Modern anlayış dünyayı ahiretten kopardığı gibi dünya hayatını da kendi içinde birbirinden kopuk eylemler ve kompartmanlar bütünü olarak algılar. Öyle ki her bölmenin randımanını ‘sonuç’ kabul edip istenilen verimi almışsa sevinir, alamamışsa üzülür. Müslüman ise bütün bunların bir bütünlük oluşturduğunu, tedbire rağmen bir takdirin kazası olabileceğini düşünür ve böylece de onu hayırla karşılar. Dolayısıyla modern anlayış seküler aklın gerekli gördüğü şeyleri isterken, Müslüman hayırlısını istemektedir. ‘İnsanların hayır bildiklerinde şer, şer bildiklerinde hayır olabileceği’ uyarısından hareketle ortaya çıkacak sonucun yararlı mı, yararsız mı olacağını bilmediği için tamamen Allah’ın takdirine razı olur. Asıl sonuç yolun sonunda ulaşılacak ebedi saadet yurdudur. Cennet, ibadetlerin karşılığı değil Allah tarafından sevilmenin ödülüdür. Hayırlısını istemek, verilene şükretmek, musibetlere sabretmek, kısacası Allah’tan gelene nimette olsa külfette olsa razı olmak ihlâsın var olduğunun işaretidir.

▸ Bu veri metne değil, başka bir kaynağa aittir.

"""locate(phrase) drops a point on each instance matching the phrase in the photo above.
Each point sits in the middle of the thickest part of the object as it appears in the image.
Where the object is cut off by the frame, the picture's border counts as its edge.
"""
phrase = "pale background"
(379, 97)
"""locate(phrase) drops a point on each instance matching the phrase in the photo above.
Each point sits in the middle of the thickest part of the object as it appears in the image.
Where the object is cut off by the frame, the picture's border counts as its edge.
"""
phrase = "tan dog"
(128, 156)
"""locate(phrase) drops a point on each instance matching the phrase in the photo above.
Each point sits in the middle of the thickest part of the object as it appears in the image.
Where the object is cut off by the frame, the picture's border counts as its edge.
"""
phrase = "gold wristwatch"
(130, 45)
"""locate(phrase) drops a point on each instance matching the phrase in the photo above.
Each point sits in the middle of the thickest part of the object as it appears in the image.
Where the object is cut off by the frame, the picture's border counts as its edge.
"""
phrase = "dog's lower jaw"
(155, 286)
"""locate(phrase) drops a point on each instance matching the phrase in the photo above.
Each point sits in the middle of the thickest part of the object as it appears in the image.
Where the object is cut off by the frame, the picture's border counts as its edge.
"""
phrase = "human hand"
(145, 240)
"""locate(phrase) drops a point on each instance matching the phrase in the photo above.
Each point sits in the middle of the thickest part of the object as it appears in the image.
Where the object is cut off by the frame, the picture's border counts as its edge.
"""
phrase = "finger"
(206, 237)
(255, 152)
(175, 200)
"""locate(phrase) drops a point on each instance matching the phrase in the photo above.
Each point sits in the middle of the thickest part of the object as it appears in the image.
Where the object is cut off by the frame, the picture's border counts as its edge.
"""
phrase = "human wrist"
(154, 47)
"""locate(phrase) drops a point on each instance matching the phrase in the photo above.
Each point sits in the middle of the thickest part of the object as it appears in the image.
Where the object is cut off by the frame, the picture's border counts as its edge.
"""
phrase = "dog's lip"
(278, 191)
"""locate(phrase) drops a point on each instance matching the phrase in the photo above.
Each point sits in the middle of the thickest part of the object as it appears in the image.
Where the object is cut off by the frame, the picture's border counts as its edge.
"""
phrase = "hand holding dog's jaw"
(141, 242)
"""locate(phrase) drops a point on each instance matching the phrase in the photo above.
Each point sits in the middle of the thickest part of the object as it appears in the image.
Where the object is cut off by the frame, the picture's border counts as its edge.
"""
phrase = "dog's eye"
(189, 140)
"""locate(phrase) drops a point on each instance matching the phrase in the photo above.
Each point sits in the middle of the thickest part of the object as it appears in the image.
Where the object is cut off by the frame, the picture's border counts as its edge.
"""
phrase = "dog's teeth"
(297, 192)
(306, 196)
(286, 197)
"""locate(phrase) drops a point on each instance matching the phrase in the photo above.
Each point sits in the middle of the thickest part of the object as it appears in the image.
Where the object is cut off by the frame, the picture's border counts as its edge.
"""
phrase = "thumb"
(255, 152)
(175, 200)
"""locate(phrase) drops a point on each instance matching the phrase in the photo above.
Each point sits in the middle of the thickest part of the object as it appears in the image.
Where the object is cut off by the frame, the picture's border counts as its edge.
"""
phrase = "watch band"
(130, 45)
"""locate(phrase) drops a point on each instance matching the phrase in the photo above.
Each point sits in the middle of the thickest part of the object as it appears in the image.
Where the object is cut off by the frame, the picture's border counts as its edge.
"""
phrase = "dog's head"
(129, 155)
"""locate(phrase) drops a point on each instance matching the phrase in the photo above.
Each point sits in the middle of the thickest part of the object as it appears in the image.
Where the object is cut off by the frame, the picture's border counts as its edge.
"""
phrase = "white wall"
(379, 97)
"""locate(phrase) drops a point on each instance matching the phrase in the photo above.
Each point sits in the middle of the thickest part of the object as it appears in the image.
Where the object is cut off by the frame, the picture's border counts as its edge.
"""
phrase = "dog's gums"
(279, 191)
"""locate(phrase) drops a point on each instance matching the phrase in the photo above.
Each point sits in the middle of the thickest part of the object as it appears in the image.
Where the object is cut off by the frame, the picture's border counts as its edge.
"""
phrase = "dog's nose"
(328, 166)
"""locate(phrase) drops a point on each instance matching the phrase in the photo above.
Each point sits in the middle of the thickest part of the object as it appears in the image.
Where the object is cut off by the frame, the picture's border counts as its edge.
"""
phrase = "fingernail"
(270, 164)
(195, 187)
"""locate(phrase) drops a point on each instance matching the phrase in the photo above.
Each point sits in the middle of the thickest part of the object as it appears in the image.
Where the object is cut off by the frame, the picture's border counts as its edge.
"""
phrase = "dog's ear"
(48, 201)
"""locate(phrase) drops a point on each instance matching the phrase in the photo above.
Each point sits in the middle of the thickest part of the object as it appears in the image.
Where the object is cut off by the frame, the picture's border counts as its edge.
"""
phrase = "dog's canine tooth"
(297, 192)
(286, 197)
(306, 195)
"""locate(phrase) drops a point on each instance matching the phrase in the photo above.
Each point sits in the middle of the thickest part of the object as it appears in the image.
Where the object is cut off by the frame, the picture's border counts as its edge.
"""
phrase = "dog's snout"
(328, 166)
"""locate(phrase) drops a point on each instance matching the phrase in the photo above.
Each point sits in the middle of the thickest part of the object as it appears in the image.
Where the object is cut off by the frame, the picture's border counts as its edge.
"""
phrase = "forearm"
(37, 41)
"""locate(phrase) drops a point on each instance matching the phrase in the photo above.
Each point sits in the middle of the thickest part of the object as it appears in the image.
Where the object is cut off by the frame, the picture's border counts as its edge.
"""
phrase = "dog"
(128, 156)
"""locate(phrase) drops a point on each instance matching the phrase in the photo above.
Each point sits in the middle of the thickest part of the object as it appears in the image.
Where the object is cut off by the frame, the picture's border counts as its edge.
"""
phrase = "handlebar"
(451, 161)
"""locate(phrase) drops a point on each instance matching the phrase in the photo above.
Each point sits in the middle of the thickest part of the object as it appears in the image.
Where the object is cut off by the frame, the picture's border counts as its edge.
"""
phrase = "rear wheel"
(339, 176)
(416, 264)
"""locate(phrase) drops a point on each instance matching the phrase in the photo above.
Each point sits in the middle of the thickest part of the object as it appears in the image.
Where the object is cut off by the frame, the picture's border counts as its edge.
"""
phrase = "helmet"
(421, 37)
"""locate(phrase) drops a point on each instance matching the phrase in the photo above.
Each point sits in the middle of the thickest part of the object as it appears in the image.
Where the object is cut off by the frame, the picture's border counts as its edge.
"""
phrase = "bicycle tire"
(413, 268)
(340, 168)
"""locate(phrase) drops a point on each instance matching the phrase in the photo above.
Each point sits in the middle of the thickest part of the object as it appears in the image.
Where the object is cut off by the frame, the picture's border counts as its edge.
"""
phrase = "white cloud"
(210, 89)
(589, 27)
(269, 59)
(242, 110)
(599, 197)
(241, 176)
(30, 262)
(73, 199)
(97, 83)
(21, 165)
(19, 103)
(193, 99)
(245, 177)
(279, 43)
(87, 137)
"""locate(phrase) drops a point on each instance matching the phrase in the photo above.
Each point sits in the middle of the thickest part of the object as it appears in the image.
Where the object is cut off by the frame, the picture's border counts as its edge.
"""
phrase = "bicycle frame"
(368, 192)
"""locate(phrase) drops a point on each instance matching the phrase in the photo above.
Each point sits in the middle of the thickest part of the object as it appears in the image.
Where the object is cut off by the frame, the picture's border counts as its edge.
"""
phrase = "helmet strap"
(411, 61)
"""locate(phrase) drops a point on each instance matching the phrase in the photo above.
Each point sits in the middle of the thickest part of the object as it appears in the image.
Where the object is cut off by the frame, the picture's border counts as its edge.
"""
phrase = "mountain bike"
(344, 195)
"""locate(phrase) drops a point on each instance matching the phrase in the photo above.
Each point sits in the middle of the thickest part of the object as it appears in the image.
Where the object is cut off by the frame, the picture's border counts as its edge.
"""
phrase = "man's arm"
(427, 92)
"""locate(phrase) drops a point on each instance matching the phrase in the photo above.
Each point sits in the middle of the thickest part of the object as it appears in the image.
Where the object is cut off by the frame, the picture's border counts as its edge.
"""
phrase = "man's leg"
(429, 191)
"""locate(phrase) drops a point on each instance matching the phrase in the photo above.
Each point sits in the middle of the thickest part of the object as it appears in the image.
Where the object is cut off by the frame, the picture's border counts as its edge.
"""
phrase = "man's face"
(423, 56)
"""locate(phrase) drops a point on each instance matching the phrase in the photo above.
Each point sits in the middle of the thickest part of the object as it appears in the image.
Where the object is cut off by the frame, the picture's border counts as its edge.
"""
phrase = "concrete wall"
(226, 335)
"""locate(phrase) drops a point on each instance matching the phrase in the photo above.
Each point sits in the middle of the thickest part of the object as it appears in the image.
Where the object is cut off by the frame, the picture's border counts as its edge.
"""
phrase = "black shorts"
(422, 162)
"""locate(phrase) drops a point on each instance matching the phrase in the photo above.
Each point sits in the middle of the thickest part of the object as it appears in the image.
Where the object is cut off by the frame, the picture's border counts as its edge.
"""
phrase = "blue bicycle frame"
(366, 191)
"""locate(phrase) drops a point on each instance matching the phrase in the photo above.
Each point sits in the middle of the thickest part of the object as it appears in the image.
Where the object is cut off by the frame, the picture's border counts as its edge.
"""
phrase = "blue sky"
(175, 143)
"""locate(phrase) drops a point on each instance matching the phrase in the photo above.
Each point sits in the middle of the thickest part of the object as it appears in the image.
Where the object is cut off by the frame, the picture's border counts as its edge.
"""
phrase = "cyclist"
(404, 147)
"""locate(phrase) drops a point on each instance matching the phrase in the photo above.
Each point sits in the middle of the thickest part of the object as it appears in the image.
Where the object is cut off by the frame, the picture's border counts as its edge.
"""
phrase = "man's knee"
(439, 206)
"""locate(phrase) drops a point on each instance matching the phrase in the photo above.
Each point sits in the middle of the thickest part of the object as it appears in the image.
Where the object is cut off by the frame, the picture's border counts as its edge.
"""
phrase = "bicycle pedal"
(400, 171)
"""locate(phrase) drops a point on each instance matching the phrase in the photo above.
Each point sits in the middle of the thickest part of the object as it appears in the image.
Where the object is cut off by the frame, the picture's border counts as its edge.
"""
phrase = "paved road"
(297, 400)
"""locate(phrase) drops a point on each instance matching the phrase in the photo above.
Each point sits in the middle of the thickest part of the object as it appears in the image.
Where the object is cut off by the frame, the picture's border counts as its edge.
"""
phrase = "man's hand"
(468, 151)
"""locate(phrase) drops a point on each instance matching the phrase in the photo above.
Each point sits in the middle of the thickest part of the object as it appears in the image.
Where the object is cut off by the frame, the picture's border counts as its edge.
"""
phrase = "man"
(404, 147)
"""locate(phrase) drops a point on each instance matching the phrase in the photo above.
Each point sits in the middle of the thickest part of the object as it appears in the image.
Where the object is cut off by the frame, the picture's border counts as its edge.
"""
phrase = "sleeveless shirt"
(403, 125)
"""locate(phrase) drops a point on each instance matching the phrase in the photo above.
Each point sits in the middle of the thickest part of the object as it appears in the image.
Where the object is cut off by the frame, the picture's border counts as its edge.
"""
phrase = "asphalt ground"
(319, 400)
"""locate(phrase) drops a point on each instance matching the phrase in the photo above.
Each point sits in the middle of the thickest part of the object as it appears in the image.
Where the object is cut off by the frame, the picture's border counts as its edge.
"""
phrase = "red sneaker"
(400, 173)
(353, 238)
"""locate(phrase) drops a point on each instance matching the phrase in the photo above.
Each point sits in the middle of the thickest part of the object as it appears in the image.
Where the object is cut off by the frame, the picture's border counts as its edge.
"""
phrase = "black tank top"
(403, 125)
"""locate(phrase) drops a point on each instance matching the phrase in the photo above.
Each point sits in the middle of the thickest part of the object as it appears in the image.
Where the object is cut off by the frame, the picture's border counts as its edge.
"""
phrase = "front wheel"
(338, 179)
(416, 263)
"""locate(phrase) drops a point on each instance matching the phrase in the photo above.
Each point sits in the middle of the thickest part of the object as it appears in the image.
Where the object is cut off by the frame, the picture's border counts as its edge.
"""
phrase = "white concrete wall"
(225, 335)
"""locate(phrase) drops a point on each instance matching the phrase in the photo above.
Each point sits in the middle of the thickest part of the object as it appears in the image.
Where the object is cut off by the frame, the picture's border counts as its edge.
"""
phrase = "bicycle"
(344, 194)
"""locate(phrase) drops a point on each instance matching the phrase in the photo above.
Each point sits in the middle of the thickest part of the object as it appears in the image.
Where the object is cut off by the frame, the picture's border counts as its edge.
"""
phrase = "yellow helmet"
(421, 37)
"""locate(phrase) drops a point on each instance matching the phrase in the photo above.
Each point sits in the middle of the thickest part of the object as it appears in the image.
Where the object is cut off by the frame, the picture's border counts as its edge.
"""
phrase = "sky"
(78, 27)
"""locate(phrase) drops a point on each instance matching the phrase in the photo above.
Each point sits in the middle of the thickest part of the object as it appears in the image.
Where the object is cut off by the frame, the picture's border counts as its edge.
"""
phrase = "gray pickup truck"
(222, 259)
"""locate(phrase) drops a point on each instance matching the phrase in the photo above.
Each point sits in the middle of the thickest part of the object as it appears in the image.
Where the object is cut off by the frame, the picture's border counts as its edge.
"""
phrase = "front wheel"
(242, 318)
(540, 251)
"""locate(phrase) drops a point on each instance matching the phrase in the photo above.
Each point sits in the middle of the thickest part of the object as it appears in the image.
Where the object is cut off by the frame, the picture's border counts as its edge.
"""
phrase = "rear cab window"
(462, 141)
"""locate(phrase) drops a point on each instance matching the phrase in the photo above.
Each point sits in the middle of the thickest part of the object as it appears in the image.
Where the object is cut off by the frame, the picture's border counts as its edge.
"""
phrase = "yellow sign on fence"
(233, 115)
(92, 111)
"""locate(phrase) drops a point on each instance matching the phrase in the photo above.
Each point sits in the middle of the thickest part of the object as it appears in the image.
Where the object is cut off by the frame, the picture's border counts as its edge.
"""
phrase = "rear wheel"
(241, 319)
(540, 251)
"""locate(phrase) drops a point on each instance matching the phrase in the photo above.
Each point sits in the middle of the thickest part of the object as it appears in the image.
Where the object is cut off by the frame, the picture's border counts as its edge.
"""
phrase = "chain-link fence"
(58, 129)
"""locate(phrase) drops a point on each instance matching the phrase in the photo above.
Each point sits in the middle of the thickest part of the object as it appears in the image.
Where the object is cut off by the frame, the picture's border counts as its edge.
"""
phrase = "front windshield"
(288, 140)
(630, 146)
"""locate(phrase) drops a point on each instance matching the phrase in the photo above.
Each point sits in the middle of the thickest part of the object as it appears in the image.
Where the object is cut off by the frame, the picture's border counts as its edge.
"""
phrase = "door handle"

Normal olan nehirlerin denizlere akmasıdır. Nehir denize ulaştığında sakinleşir, huzura erer. Oysa bugün akışın nereye doğru olduğunu bilmeyen insan kalabalıklarının adeta bir sosyal köleliğin kurbanı olduklarının farkına dahi varamadıklarını söylemek mümkündür. Bir yanda Karun’dan kalma alışkanlıkla dünyanın tamamının kendisinin mülkü olması için didinen efendiler (!) , diğer yanda da bu efendilerin hizmetinde bulunan ve onlar için dua eden milyonlardan oluşan köleler. Kendilerini Müslüman olarak görenler bu sosyal köleliğe son vermedikçe onların hiçbir mücadelesi inandırıcı olmayacaktır.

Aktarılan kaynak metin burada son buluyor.